Operational resilience has become a key goal in the financial services industry, especially in the U.K. with regulations such as PRA SS1/21. That’s because over the past several years, financial services firms have become more innovative in their use of technology. Digital trends such as open banking and embedded payments and their supporting cloud-native technology stacks have driven this resourcefulness.
However, these trends bring a level of complexity that can quickly overwhelm even the savviest of teams. 67% of CIOs in financial services say their environment’s complexity is too great for humans to manage.
For financial services firms in the U.K., the issue is particularly pressing because of regulatory concerns, such as PRA SS1/21. These regulations place demands on providers to meet key requirements to ensure the operational resilience and availability of critical financial services.
The three most pertinent requirements are the need for tracking impact tolerances, business service mapping, and testing critical services.
Operational resilience priority 1: Tracking impact tolerances
Regulations such as PRA SS1/21 demand a standardized approach to logging and reporting service interruptions. One approach to standardization from regulators and the industry has been using “impact tolerances” to track downtime. An impact tolerance sets a maximum threshold for service interruption, including the following:
- Maximum length of time for service interruption
- Maximum volume of disrupted transactions
- Maximum value of disrupted transactions
To ensure that teams don’t exceed their impact tolerances, financial services firms need to find ways to log the performance of their services in real time. Observability solutions such as Dynatrace can help organizations do this by automatically noting and logging service disruptions as they happen. By defining impact tolerances as service-level objectives (SLOs), teams can then track their performance relative to the threshold.
The best way to avoid falling behind on impact tolerances is to act early using automated warnings. With an automatic observability platform, teams can receive alerts when the system has burned through the impact tolerance. As a result, teams can act well before reaching the threshold.
Operational resilience priority 2: Business service mapping
Regulations like PRA SS1/21 also require financial services firms to identify team members and resources they need to deliver their services. With this chain of responsibility, they can map out the degree to which team members and resources must be committed to guarantee they don’t exceed their impact tolerances.
Application mapping and visualization technologies such as Dynatrace SmartScape® can help with this task dramatically. Dynatrace automatically generates an interactive map of their applications and services, which visualizes the relationship between components, giving a clear view of all the dependencies among them.

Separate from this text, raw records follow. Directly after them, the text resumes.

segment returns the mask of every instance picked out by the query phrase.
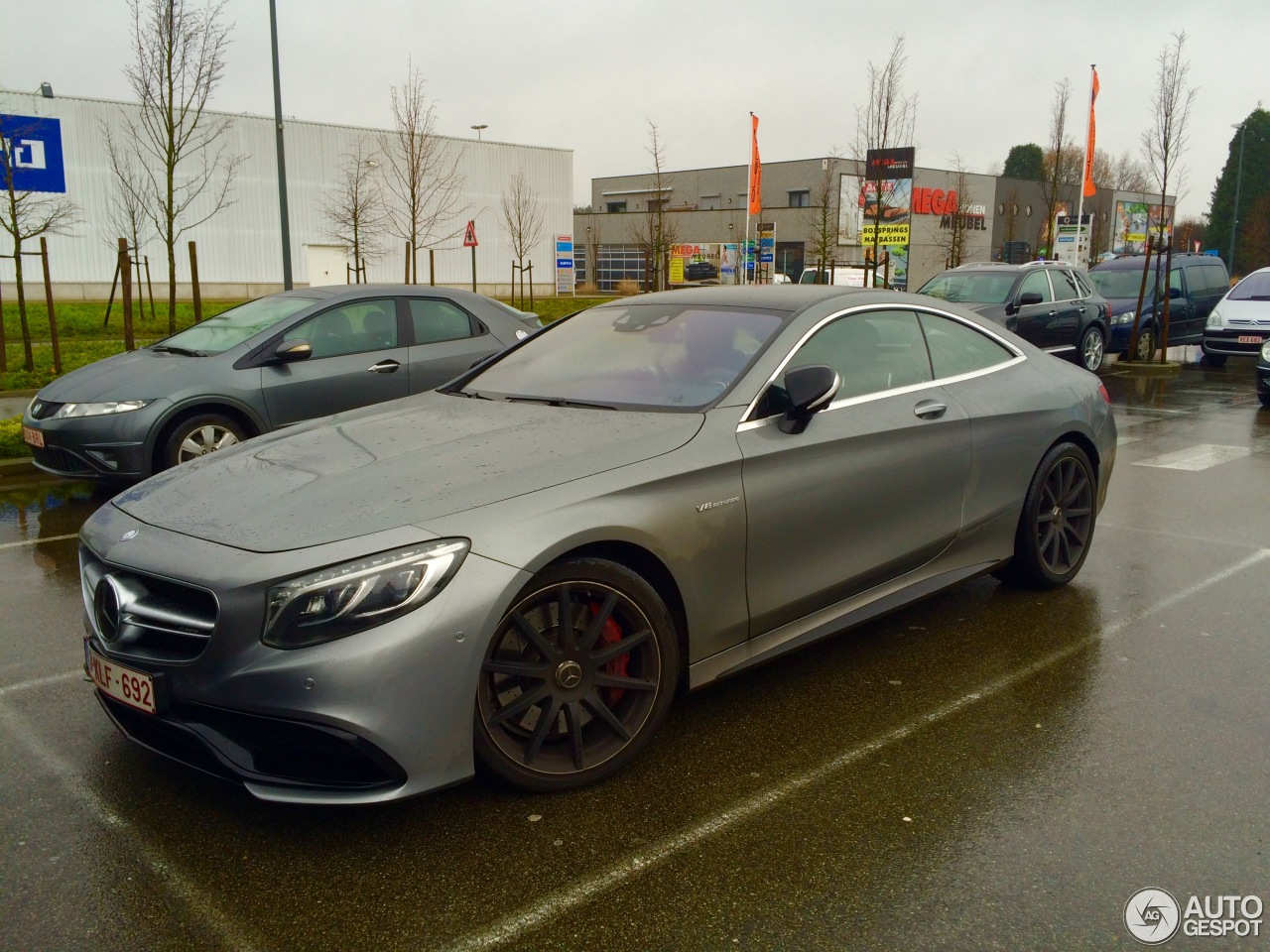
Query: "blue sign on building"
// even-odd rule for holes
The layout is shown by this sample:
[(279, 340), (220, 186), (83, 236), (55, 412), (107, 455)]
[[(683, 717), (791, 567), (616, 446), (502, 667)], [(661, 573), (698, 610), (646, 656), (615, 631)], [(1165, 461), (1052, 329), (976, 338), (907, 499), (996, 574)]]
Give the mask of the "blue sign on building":
[(0, 114), (0, 154), (14, 192), (66, 192), (61, 119)]

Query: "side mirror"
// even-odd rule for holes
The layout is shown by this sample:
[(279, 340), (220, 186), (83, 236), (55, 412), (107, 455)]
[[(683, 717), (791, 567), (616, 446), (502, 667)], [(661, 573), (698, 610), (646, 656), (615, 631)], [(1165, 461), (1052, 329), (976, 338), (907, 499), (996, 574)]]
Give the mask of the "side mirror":
[(278, 344), (273, 349), (272, 359), (277, 363), (295, 363), (296, 360), (307, 360), (312, 355), (312, 345), (307, 340), (295, 338)]
[(795, 367), (786, 373), (785, 392), (789, 395), (790, 407), (776, 424), (781, 433), (805, 430), (813, 414), (828, 406), (841, 386), (842, 378), (838, 377), (837, 372), (832, 367), (819, 363), (809, 367)]

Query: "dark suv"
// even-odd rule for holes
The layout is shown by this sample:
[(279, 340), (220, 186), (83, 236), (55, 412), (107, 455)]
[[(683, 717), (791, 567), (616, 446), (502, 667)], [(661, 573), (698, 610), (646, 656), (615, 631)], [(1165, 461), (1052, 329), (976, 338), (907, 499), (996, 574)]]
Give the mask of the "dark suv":
[[(1133, 315), (1142, 289), (1142, 255), (1113, 258), (1090, 268), (1090, 282), (1111, 305), (1111, 335), (1107, 350), (1124, 354), (1133, 334)], [(1149, 360), (1160, 345), (1163, 319), (1163, 282), (1160, 261), (1152, 258), (1147, 272), (1147, 293), (1142, 302), (1138, 329), (1140, 360)], [(1173, 254), (1168, 268), (1168, 344), (1198, 344), (1204, 338), (1204, 322), (1213, 306), (1231, 287), (1229, 275), (1220, 258), (1200, 254)]]
[(917, 293), (968, 305), (1087, 371), (1102, 366), (1110, 307), (1085, 272), (1069, 264), (963, 264), (935, 275)]

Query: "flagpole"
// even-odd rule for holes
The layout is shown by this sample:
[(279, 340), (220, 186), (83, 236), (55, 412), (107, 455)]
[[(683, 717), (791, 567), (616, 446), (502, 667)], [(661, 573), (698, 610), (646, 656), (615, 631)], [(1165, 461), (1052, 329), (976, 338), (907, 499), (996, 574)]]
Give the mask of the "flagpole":
[[(747, 268), (747, 264), (748, 264), (747, 255), (749, 254), (749, 202), (751, 202), (751, 198), (752, 198), (751, 192), (754, 188), (754, 114), (753, 113), (749, 114), (749, 137), (751, 137), (749, 138), (749, 165), (745, 169), (745, 244), (740, 246), (740, 275), (742, 275), (742, 282), (740, 283), (742, 284), (748, 284), (749, 283), (749, 274), (748, 274), (749, 269)], [(758, 270), (757, 264), (758, 263), (756, 261), (754, 263), (754, 265), (756, 265), (754, 270), (756, 272)]]
[[(1090, 113), (1085, 117), (1085, 161), (1081, 162), (1081, 197), (1076, 203), (1076, 261), (1081, 261), (1081, 241), (1085, 237), (1085, 183), (1093, 178), (1092, 169), (1090, 168), (1090, 128), (1093, 124), (1093, 77), (1097, 75), (1097, 63), (1090, 63)], [(1058, 161), (1058, 156), (1054, 156), (1054, 161)], [(1092, 232), (1091, 232), (1092, 234)], [(1086, 242), (1085, 246), (1085, 267), (1090, 267), (1090, 253), (1093, 249)]]

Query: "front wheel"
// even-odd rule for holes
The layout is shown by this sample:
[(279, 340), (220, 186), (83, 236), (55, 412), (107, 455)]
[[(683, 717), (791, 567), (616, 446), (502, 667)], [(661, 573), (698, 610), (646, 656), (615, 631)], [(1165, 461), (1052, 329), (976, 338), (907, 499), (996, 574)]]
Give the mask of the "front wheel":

Financial services firms can then marry this application map with the information they have on who “owns” each component. By combining this with their workflow management tools, team members can receive automatic notifications when an item they’re responsible for causes disruption. Critically, this allows financial services firms to plan ahead in terms of allocating people and resources throughout their stack to minimize the risk of operational disruption.
Operational resilience priority 3: Testing critical systems
Once financial services firms have established their impact tolerances and assembled a business service map, regulations like PRA SS1/21 require them to test the performance of their applications. As part of this, teams must routinely test their ability to remain within impact tolerances in severe but plausible disruption scenarios and drill their recovery and response arrangements to ensure they are effective.
The Dynatrace platform supports this effort by enabling teams to conduct synthetic monitoring and testing, which simulates the significant but plausible scenarios that financial services firms should be testing for. Testing using synthetic monitoring enables firms to fine-tune the parameters of individual tests. This fine-tuning means they can have permutations that account for every eventuality, leaving no stone unturned in identifying how their systems will behave in different scenarios.
Additionally, financial services firms can use a unified observability platform such as Dynatrace to obtain code-level detail from their tests. This detail enables DevOps and security teams to gain precise information on aspects of their applications that need to be hardened to boost operational resiliency.
An investment in SS1/21 compliance
Whilst it may initially seem cumbersome, the efforts that financial services providers invest in complying with regulations surrounding operational resilience, such as SS1/21, can pay dividends. Using a unified observability platform to accelerate and automate this compliance will have a significant impact on their ability to deliver seamless digital experiences, carving out a lasting competitive advantage.